La cancha de Bolívar y Pellegrini pintó una postal que se extrañaba hace tiempo: el público fue a recibir al ídolo Amaya y prometió hacerlo en la hora de la verdad.

POSTALES DE LA PRESENTACIÓN. Amaya entra al campo de juego en el que gritó tantos goles y los hinchas se lo recuerdan. LA GACETA / FOTO DE HÉCTOR PERALTA POSTALES DE LA PRESENTACIÓN. Amaya entra al campo de juego en el que gritó tantos goles y los hinchas se lo recuerdan. LA GACETA / FOTO DE HÉCTOR PERALTA
03 Marzo 2012
"Miren qué locura, miren qué emoción, hoy volvió el 'Tigre' Amaya a La Ciudadela para ser campeón". El grito de los hinchas sacudió la modorra de la siesta en Bolívar y Pellegrini. La fiesta volvió a San Martín. El hincha recuperó la alegría y eso se notó en cada rincón del club.

La llegada a la dirección técnica de uno de los últimos ídolos alteró la rutina y llenó los corazones de una hinchada que desde hace tiempo esperaba un envión anímico así. En La Ciudadela necesitaban una alegría de este calibre. En cada partido en que el equipo jugaba de local podía palparse que, a pesar de los buenos resultados, algo faltaba. La química entre el cuerpo técnico anterior y la hinchada nunca existió, y el clima no era el que se acostumbra a vivir en el "estadio más caliente del país". Ayer volvió el show.
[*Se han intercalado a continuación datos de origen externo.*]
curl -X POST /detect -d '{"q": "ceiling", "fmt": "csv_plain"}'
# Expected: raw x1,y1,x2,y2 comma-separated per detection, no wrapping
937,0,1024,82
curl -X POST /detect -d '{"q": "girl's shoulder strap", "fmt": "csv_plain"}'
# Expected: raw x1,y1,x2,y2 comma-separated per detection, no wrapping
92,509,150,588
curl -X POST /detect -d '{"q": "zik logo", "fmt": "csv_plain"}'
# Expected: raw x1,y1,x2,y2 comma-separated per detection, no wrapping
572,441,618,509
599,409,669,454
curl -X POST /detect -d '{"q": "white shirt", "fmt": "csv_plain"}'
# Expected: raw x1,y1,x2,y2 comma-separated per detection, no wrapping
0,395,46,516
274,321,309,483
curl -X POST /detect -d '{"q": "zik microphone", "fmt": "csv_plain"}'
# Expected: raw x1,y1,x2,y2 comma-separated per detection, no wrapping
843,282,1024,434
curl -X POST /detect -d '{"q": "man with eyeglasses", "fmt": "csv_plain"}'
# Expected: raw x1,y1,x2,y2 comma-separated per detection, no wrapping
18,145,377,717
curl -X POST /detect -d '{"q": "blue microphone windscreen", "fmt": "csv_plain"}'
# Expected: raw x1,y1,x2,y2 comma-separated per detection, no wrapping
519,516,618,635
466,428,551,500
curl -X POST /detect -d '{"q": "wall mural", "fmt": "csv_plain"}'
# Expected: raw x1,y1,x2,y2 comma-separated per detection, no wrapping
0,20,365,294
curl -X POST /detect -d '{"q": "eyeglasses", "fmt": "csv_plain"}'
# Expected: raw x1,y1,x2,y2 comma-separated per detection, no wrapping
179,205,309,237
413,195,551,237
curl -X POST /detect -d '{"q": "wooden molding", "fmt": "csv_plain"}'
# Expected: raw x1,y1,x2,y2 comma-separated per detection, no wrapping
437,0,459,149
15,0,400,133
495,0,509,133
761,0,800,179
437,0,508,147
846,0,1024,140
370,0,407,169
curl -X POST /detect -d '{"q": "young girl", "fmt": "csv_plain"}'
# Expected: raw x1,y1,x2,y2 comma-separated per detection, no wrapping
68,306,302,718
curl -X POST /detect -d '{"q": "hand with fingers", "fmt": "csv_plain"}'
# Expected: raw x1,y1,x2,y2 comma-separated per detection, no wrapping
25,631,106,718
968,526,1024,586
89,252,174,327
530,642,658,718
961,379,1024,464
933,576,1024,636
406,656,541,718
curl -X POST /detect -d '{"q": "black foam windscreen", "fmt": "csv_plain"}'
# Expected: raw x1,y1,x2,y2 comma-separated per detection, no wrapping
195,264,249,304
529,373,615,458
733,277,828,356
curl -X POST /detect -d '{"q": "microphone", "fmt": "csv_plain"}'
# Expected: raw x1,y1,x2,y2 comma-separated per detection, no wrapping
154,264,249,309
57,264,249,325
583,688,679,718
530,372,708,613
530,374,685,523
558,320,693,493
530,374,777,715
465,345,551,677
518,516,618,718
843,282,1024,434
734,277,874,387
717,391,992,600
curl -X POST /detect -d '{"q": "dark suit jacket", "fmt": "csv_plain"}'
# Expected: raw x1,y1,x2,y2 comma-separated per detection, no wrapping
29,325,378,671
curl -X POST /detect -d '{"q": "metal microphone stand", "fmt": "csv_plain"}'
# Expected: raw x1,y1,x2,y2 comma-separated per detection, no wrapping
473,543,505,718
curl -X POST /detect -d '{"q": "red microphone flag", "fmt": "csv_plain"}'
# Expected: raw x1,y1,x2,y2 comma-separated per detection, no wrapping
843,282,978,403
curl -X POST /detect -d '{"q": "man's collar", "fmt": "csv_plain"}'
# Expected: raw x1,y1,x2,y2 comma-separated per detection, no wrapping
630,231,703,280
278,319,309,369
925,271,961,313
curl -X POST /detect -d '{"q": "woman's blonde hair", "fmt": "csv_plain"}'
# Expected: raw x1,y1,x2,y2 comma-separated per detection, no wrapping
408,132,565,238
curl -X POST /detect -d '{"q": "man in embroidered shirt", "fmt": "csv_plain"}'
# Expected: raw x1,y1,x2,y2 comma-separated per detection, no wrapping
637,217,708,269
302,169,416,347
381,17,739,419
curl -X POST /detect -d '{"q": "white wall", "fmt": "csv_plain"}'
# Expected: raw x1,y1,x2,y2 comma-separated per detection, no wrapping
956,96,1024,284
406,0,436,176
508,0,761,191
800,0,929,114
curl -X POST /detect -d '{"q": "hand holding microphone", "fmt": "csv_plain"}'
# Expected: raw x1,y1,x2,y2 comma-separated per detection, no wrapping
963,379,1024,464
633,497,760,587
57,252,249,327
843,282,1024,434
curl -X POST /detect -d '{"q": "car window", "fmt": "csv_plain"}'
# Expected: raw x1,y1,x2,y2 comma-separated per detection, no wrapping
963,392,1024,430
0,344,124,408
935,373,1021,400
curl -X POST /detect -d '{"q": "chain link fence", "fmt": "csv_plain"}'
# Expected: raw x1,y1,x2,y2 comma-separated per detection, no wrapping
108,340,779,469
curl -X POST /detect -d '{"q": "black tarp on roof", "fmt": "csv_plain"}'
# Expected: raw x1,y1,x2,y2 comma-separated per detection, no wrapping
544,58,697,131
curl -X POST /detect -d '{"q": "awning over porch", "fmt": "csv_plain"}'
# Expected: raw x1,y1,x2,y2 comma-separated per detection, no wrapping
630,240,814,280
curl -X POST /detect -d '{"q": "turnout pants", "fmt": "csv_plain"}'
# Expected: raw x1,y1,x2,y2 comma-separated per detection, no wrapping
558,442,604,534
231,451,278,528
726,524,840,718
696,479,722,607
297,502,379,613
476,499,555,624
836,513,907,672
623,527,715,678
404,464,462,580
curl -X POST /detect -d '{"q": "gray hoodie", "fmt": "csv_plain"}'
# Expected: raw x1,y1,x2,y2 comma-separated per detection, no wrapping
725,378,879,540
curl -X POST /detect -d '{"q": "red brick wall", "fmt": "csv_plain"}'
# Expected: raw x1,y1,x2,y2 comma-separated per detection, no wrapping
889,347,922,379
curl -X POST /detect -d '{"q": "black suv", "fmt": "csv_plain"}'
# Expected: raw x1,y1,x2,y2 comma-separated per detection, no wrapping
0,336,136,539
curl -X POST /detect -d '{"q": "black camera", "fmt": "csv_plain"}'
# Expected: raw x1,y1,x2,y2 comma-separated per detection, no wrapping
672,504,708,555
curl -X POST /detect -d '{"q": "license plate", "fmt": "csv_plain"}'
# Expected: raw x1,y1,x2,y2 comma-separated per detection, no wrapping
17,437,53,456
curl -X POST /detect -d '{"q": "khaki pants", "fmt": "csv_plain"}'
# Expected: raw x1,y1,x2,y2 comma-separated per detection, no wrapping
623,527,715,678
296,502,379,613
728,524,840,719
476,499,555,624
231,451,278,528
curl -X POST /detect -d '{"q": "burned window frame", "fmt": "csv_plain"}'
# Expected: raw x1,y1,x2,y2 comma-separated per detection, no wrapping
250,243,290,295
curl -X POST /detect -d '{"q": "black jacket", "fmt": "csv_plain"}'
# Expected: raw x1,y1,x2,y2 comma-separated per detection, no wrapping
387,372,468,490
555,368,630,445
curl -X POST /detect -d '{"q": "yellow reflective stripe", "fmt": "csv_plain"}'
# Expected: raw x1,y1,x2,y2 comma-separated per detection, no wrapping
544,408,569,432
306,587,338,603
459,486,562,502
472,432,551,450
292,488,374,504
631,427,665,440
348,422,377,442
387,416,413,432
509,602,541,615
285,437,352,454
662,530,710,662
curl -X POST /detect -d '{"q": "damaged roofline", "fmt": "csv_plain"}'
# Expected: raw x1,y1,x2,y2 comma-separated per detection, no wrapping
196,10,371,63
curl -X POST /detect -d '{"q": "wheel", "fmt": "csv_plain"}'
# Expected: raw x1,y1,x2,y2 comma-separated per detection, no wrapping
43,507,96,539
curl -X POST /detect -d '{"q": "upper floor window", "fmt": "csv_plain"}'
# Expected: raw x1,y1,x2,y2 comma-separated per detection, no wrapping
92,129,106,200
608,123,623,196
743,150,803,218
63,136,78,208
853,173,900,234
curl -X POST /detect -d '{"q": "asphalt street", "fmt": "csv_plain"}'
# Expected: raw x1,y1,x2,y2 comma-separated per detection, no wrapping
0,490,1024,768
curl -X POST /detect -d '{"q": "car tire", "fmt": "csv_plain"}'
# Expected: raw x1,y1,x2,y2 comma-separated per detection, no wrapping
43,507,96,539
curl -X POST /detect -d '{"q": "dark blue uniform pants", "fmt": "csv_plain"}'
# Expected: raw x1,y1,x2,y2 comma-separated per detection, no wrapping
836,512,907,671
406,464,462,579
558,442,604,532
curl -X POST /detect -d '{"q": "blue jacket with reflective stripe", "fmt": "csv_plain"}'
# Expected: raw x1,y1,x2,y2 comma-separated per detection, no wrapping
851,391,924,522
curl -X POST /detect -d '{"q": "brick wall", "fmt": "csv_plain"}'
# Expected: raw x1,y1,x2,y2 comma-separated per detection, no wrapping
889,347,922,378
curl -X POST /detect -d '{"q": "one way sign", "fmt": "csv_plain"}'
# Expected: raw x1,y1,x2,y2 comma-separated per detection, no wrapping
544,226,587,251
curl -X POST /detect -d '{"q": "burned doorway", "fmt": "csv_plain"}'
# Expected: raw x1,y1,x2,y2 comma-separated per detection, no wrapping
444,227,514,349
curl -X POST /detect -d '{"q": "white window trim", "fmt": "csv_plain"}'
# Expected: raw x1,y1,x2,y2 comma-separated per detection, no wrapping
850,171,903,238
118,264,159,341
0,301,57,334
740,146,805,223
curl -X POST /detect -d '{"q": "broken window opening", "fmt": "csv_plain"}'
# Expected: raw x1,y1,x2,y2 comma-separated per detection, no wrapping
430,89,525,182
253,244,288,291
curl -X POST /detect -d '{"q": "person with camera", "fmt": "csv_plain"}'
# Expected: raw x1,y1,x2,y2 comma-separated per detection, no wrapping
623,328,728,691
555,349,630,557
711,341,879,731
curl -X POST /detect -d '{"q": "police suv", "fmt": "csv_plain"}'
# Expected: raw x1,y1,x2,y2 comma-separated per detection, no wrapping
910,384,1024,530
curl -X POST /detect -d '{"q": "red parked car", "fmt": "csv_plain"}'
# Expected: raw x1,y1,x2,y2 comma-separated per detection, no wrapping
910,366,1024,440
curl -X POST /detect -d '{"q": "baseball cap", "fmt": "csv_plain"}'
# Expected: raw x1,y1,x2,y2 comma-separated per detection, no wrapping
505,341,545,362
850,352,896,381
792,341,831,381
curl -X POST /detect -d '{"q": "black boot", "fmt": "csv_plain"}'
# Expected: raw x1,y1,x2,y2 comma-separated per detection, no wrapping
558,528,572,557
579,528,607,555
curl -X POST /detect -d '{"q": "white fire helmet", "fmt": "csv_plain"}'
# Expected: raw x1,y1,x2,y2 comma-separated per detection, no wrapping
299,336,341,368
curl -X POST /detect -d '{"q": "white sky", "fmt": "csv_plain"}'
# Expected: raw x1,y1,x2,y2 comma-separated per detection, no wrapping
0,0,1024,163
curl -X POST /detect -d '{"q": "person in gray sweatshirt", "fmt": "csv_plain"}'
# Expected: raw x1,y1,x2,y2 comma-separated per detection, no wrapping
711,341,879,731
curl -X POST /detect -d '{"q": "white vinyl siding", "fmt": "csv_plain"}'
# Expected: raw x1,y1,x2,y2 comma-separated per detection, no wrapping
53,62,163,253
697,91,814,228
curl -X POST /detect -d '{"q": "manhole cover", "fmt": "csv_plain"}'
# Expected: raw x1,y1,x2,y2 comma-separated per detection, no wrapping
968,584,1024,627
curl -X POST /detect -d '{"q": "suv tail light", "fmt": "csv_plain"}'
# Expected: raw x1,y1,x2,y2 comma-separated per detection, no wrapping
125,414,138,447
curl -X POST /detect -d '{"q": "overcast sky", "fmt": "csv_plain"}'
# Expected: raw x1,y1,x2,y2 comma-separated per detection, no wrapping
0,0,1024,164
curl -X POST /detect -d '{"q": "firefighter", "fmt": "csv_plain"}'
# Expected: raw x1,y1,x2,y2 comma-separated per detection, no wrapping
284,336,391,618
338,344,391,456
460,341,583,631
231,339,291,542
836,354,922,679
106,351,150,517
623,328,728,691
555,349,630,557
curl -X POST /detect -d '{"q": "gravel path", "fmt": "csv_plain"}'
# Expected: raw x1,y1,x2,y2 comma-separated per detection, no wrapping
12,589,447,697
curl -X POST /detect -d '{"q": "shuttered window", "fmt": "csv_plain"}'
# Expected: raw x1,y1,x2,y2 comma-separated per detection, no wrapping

Más de 300 hinchas se dieron cita para presenciar la primera práctica del "Tigre" como DT. Banderas, fuegos artificiales, papel picado y un aliento que no se cortó en ningún momento de la práctica, fueron la escenografía para una tarde distinta y que parecía olvidada en el arcón de los recuerdos. "Si este marco hay en una práctica, no quiero imaginarme lo que será el primer partido del 'Tigre'", dijo un dirigente.

Luego de la presentación ante la prensa, Amaya saltó al campo en compañía de los dirigentes y el estadio se vino abajo. Luciendo la camiseta número "9", que usó en su época de artillero, saludó a sus hinchas y posó para las fotos.

Este golpe de efecto puede resultar crucial en la dura etapa que se avecina. En San Martín saben que todos unidos pueden lograr el objetivo, y más aún si es de la mano del "Tigre", un ídolo que lleva el rojo y el blanco en el corazón.